结尾最后出现了猫,似乎是对美国太太绝望的一种突破,可是猫的出现真的能改变什么吗?美国太太自己也不甚明确想要猫的原因,而她对猫的期待更多是受了男性的影响。她对猫是出于一种本能的保护,也有一种占有的欲望。令人怀疑的是,这只猫是否真正存在呢?无论是旅馆老板、女仆还是自己的丈夫都没有看到这只猫的存在,猫一直只存在于美国太太自己的视角中,而文中用“herself"来指代这只猫,之后又讲述了美国太太对于这只猫的看法。“nisn'tanyfuntobe apoorkitty”,或许是美国太太自身的渴望,而男性的忽略于她而言,同样是连绵不绝的雨。她不过是要找个借口逃离这间烦闷无聊的房间而已。
四、结语
在这篇小说中,“猫”既是美国太太自我构建的一个话题,也是她的自我象征。作为话题的猫,并没有引起丈夫的好奇心,反而成为了美国太太自我出逃的借口,也成为她最终不得不回归的理由。作为象征的猫,与美国太太存在着一种平行关系。她们同样处在压抑、时间漫长的糟糕环境中,依靠仅有的东西来维护自己。而结尾的猫却突破了美国太太无奈的回归,表现出一种努力挣扎的反抗性。对猫的需求是美国太太渴望逃离现有状态的一个载体,如影随形的焦虑与不安让她并不能很容易地摆脱困境。

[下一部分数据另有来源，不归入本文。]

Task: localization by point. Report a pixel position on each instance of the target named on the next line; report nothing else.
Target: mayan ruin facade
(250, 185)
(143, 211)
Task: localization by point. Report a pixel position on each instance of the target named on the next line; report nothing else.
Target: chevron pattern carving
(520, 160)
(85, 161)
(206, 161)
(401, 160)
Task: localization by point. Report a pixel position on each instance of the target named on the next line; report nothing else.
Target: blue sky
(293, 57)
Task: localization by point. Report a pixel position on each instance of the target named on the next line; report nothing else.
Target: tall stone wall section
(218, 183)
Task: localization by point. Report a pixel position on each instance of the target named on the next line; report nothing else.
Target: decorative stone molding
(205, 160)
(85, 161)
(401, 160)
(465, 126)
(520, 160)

结尾成为了新的开头,但仍然是男性满足了女性的愿望,而非美国太太自己主动达成的。全文以美国太太为主角进行叙述,却表现了她生存的焦虑状态。焦虑造成了逃离,回归后仍然一切如常。男性对女性的忽略显示出了两性婚姻生活中的矛盾,而女性只能存在于自己的幻想中,给予自己一定的心理安慰。